New Harmony is a place where believers need sensitive and wise spiritual discernment. Evidences of belief in Jesus are all around town.

Ray and I always enjoy going inside the pretty St. Stephens Episcopal Church to see the architecture and stained glass windows.

This cross was in the flooded lake behind the inn.

Symbols of the Alpha and the Omega decorate the entrance to New Harmony’s “Roofless Church.”

Inside was this scripture from Jeremiah.

One corner of the lobby of the New Harmony Inn is a circular chapel. The Ten Commandments circle its exterior.

Though evidence of faith is all around town, townspeople and visitors also see evidence of “spirituality” that is far afield from Biblical teaching. Some of it seems to be a strange mixture of Christianity and other religions. Some is completely evil: Ray and I saw carved wooden “magic wands” in one store.

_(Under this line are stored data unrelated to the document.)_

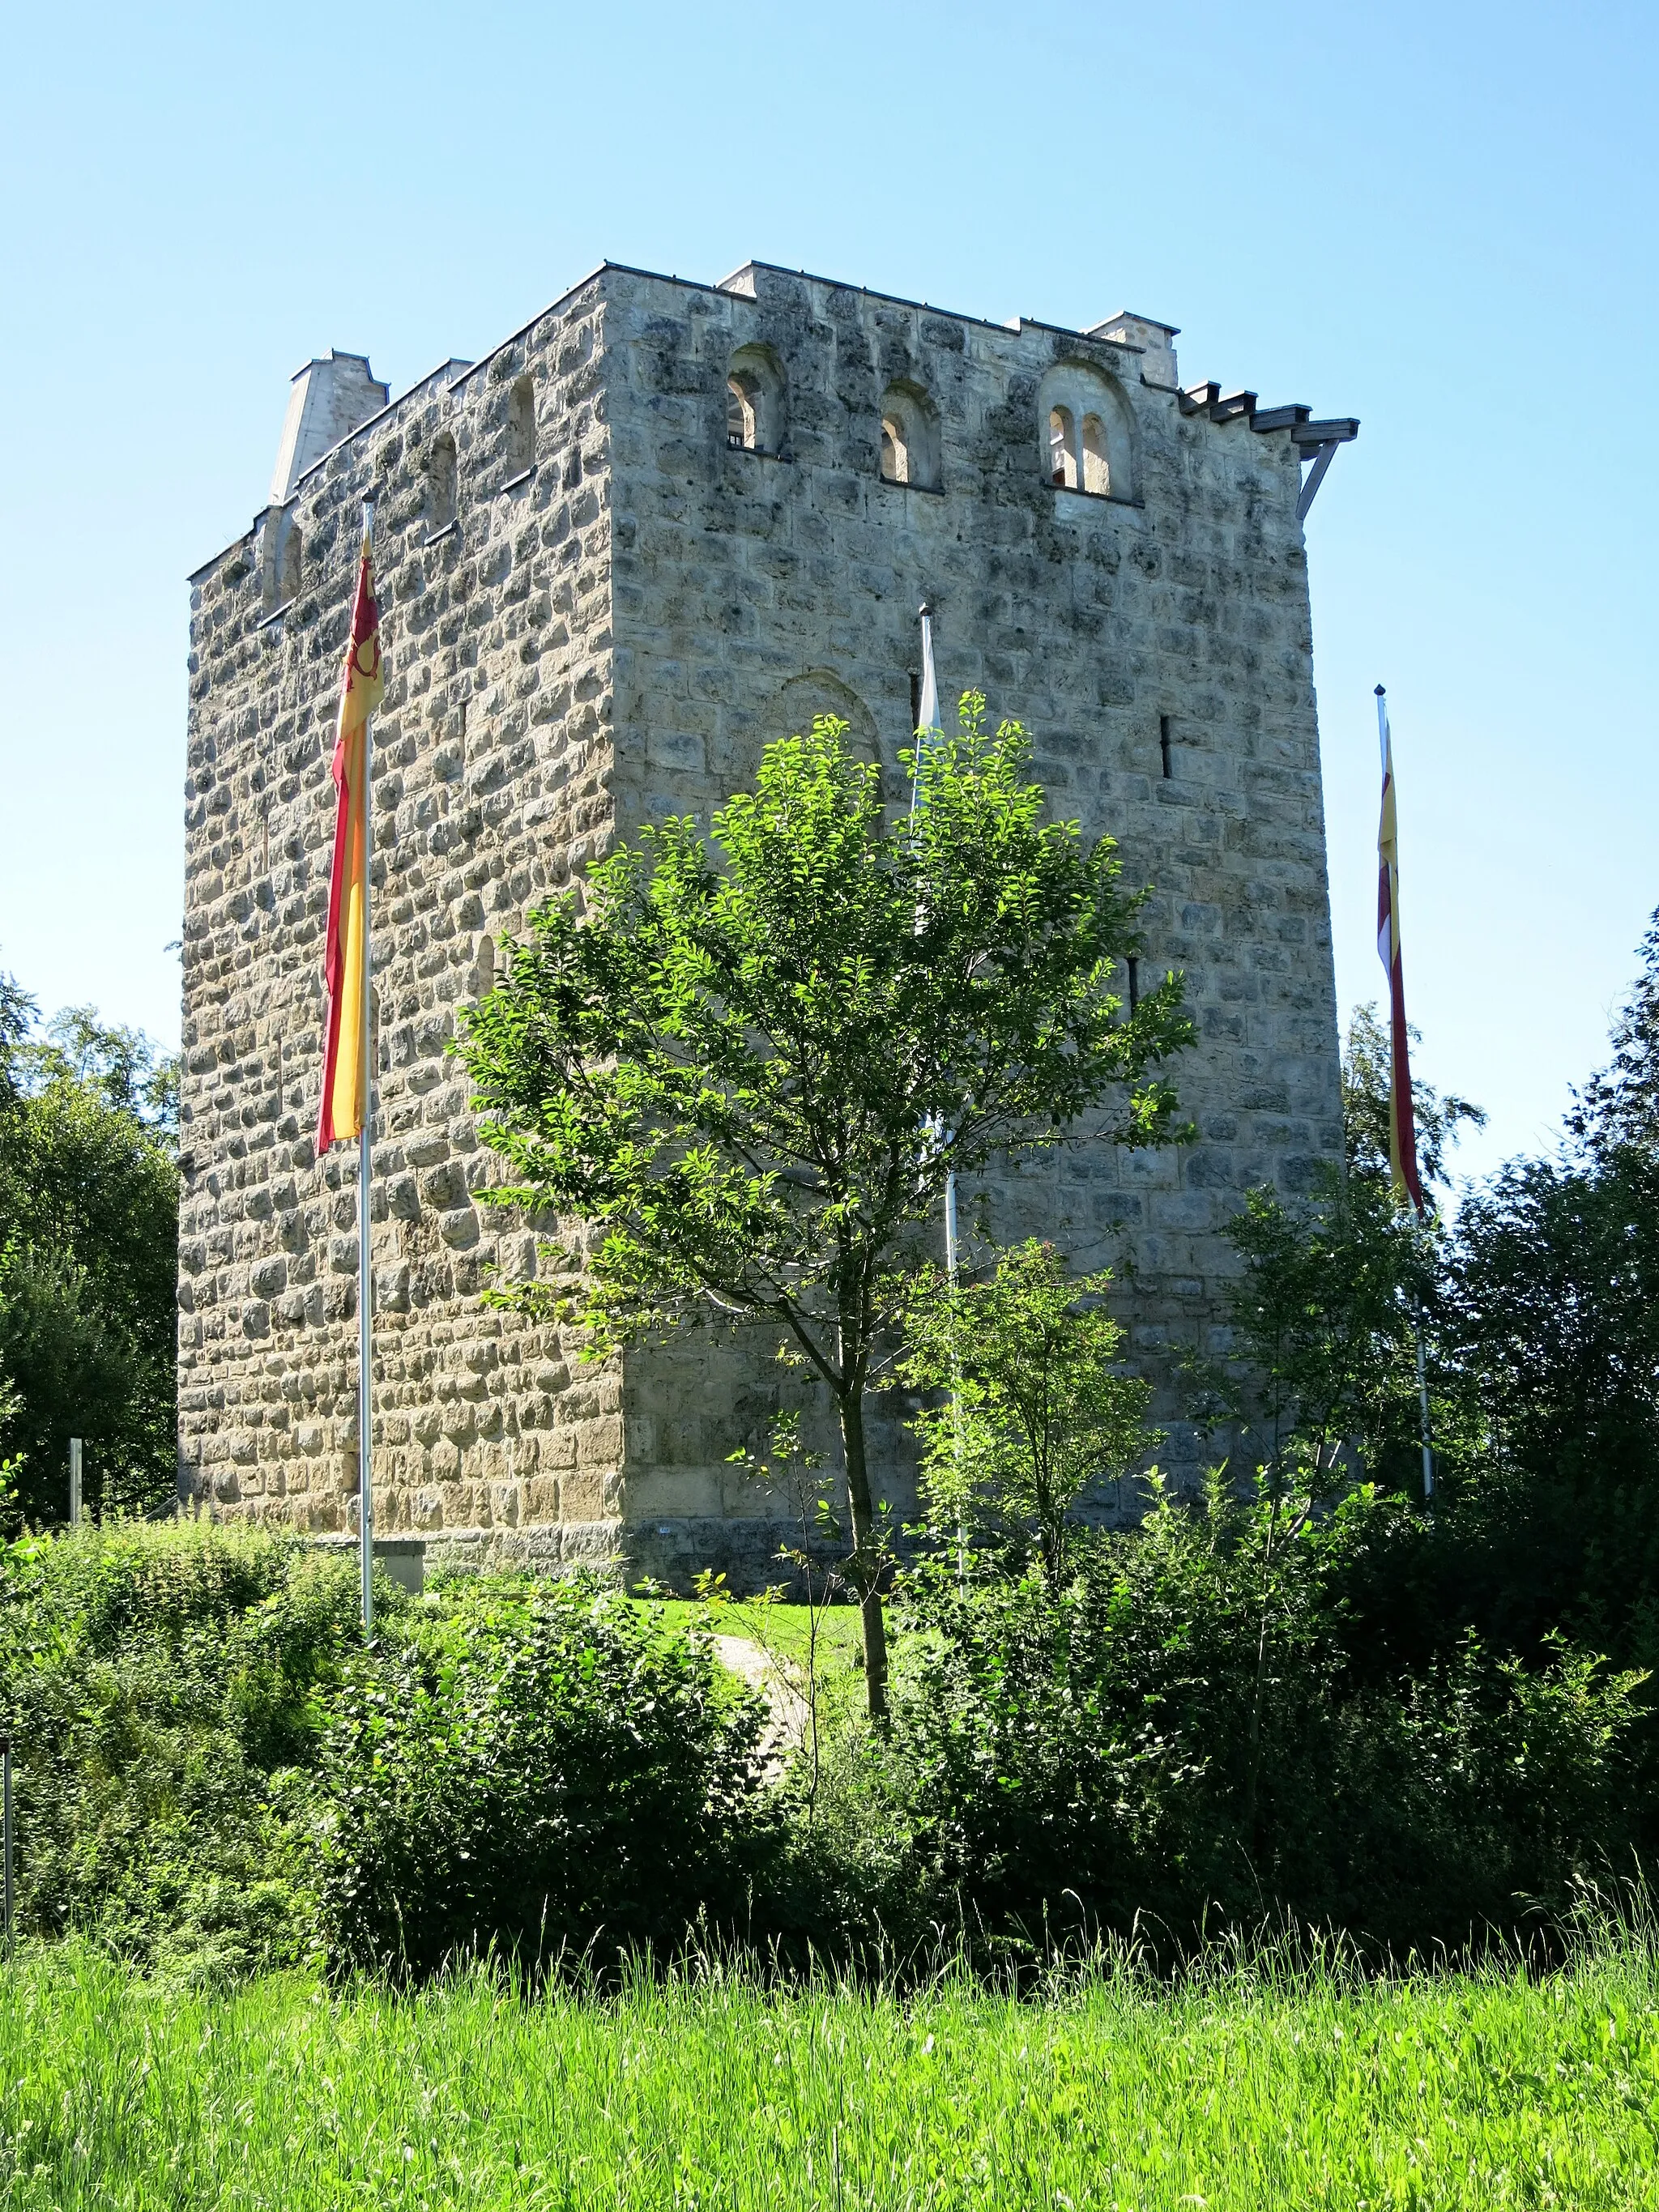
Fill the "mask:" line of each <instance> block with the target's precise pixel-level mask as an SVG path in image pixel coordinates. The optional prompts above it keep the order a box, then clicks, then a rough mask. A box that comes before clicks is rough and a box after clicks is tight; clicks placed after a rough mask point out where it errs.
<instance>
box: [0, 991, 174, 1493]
mask: <svg viewBox="0 0 1659 2212" xmlns="http://www.w3.org/2000/svg"><path fill="white" fill-rule="evenodd" d="M177 1243H179V1177H177V1071H175V1066H173V1064H170V1062H164V1060H157V1055H155V1051H153V1046H150V1044H148V1042H146V1040H144V1037H142V1035H137V1033H135V1031H131V1029H106V1026H104V1024H100V1022H97V1018H95V1015H93V1013H91V1011H88V1009H69V1011H66V1013H60V1015H58V1018H55V1022H53V1024H51V1026H49V1029H46V1033H44V1035H40V1031H38V1024H35V1009H33V1002H31V1000H29V998H27V993H22V991H20V989H18V984H15V982H11V978H7V975H0V1460H7V1462H9V1469H7V1473H9V1495H7V1511H9V1515H11V1517H13V1520H15V1517H18V1515H22V1517H27V1520H29V1522H35V1524H38V1522H53V1520H64V1515H66V1511H69V1489H66V1484H69V1473H66V1467H69V1438H71V1436H80V1438H82V1440H84V1447H86V1451H84V1498H86V1504H88V1509H95V1511H144V1509H146V1506H148V1504H150V1502H153V1500H157V1498H166V1495H170V1493H173V1486H175V1433H177V1431H175V1332H177Z"/></svg>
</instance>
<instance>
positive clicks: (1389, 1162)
mask: <svg viewBox="0 0 1659 2212" xmlns="http://www.w3.org/2000/svg"><path fill="white" fill-rule="evenodd" d="M1376 730H1378V739H1380V745H1383V818H1380V823H1378V830H1376V956H1378V960H1380V962H1383V967H1385V971H1387V978H1389V1179H1391V1181H1394V1194H1396V1199H1411V1203H1413V1206H1416V1210H1418V1212H1422V1181H1420V1177H1418V1117H1416V1108H1413V1102H1411V1051H1409V1035H1407V1026H1405V962H1402V960H1400V827H1398V821H1396V812H1394V739H1391V734H1389V710H1387V703H1385V699H1383V686H1380V684H1378V688H1376Z"/></svg>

Ray and I enjoyed the conversation we had about this with one of the owners of the local dulcimer shop. When I noticed the beautiful wooden cross in the shop, . . .

. . . I asked the two owners if they were believers. We learned that the owner who is a native of New Harmony is also a minister. He explained some about the dichotomy that we were seeing. He mentioned the opposing views of the two utopian founders: the first leader believed strongly in Jesus; the second was an adamant unbeliever. The minister believes a battle between light and darkness continues in New Harmony.

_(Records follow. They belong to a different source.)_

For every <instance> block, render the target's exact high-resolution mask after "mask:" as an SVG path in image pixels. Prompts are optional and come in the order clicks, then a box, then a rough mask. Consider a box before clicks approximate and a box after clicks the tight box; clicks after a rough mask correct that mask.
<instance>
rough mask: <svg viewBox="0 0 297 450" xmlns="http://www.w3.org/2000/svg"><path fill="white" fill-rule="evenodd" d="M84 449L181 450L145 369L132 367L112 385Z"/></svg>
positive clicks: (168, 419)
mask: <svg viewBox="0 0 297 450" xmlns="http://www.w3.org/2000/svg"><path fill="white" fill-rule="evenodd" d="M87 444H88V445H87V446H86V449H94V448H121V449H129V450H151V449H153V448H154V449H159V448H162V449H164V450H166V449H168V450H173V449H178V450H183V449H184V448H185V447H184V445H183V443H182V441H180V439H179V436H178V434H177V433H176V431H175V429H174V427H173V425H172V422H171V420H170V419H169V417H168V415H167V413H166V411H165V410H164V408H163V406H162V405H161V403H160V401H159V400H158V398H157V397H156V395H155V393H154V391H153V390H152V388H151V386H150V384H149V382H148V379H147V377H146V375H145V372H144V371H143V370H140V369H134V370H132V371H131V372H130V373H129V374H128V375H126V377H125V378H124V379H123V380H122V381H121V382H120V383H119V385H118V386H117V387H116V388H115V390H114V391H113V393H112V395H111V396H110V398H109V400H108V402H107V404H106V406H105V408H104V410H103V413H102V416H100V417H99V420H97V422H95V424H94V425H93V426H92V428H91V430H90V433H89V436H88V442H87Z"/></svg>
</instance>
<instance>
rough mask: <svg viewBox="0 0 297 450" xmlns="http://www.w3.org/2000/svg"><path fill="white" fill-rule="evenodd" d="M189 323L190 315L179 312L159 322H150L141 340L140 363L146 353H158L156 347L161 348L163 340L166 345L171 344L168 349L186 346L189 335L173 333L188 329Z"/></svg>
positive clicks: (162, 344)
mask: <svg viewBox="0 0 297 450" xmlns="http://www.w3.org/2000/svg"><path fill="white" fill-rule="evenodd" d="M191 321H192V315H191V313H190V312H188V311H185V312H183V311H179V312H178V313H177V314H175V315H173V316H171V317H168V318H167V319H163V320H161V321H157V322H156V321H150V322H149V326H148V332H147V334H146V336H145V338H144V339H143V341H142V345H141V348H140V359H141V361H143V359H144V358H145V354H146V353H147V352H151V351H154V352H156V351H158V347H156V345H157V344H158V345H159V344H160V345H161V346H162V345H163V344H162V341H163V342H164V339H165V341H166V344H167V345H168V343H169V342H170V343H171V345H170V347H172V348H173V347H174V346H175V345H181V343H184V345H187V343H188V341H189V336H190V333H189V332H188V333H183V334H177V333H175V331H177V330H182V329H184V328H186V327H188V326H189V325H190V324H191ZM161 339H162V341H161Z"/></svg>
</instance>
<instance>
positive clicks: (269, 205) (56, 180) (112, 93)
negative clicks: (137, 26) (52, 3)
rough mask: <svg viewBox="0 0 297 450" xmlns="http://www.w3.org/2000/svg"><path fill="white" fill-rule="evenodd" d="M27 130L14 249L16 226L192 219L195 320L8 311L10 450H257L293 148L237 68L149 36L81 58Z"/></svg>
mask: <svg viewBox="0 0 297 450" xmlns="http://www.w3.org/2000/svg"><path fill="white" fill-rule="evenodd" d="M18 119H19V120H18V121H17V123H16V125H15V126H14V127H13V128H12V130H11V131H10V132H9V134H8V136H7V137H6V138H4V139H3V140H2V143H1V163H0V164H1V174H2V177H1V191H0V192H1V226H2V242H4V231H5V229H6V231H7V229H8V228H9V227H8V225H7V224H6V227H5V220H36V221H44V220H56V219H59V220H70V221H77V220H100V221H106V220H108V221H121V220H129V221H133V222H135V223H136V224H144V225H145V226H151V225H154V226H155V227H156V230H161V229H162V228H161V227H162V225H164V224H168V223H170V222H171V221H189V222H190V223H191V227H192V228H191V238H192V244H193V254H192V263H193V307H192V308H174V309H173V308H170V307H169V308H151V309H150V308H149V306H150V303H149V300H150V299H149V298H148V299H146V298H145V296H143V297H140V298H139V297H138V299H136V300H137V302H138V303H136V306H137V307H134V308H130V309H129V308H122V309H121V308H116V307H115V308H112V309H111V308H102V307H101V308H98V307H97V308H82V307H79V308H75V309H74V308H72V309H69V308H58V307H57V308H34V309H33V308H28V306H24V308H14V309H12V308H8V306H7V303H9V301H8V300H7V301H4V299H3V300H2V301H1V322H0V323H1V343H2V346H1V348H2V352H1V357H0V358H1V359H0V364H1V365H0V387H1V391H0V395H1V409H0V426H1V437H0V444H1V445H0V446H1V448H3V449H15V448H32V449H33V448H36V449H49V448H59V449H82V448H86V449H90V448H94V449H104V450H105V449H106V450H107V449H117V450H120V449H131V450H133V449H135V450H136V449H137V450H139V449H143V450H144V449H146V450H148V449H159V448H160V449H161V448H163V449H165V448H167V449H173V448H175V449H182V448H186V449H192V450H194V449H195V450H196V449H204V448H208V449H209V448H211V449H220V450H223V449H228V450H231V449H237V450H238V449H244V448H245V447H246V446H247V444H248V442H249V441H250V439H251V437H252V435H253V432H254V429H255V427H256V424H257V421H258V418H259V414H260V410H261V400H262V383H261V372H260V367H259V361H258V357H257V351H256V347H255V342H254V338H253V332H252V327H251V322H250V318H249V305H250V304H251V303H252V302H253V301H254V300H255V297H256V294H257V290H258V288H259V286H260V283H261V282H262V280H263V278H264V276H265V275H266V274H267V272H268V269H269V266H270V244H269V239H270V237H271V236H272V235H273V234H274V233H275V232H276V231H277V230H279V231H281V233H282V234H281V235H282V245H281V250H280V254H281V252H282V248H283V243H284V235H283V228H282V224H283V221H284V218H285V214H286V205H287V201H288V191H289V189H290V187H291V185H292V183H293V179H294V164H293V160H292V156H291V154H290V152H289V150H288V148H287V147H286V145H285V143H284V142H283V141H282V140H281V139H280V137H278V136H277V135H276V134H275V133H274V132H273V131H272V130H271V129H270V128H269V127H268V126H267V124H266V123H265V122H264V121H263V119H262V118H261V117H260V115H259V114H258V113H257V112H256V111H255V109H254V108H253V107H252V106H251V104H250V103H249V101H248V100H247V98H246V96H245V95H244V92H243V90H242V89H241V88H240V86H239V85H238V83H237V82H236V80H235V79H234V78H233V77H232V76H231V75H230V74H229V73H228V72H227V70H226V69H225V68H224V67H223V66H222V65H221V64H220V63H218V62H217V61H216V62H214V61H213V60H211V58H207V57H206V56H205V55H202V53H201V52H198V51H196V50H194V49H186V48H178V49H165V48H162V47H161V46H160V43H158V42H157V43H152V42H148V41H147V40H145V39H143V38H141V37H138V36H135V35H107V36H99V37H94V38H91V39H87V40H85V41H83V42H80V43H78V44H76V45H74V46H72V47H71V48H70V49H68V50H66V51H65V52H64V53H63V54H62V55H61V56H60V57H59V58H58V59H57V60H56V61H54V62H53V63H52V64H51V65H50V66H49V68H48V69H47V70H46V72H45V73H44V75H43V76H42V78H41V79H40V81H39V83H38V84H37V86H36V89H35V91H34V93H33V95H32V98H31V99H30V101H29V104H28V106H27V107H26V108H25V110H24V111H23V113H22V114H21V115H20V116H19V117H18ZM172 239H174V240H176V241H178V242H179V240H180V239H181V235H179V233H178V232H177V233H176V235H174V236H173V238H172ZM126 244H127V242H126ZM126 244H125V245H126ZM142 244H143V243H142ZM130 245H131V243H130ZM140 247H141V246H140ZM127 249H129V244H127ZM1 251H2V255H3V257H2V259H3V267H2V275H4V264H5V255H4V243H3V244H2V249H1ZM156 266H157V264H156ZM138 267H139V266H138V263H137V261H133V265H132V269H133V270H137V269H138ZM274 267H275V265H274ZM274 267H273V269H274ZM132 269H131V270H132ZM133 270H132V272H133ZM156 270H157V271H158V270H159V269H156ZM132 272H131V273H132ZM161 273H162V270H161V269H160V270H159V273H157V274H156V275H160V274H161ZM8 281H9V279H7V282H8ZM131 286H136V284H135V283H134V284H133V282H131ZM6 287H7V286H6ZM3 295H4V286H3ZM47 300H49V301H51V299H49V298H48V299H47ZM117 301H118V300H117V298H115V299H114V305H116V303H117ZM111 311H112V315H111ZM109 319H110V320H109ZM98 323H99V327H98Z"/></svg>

In truth that battle continues everywhere, especially in our own hearts. The need for sensitive and wise spiritual discernment is necessary wherever we are, and the need to train our children to have discerning hearts is essential. I am grateful that homeschooling gives you extra time to do that.

My friend told our daughter Bethany not to let her childhood go by without reading Little Women. Don’t let your children’s childhood go by without giving them a solid biblical foundation.

Therefore, take up the full armor of God,
so that you will be able to resist in the evil day,
and having done everything, to stand firm.
Stand firm therefore, having girded your loins with truth,
and having put on the breastplate of righteousness,
and having shod your feet
with the preparation of the gospel of peace;
in addition to all, taking up the shield of faith
with which you will be able to extinguish all the flaming arrows of the evil one.
And take the helmet of salvation,
and the sword of the Spirit, which is the word of God.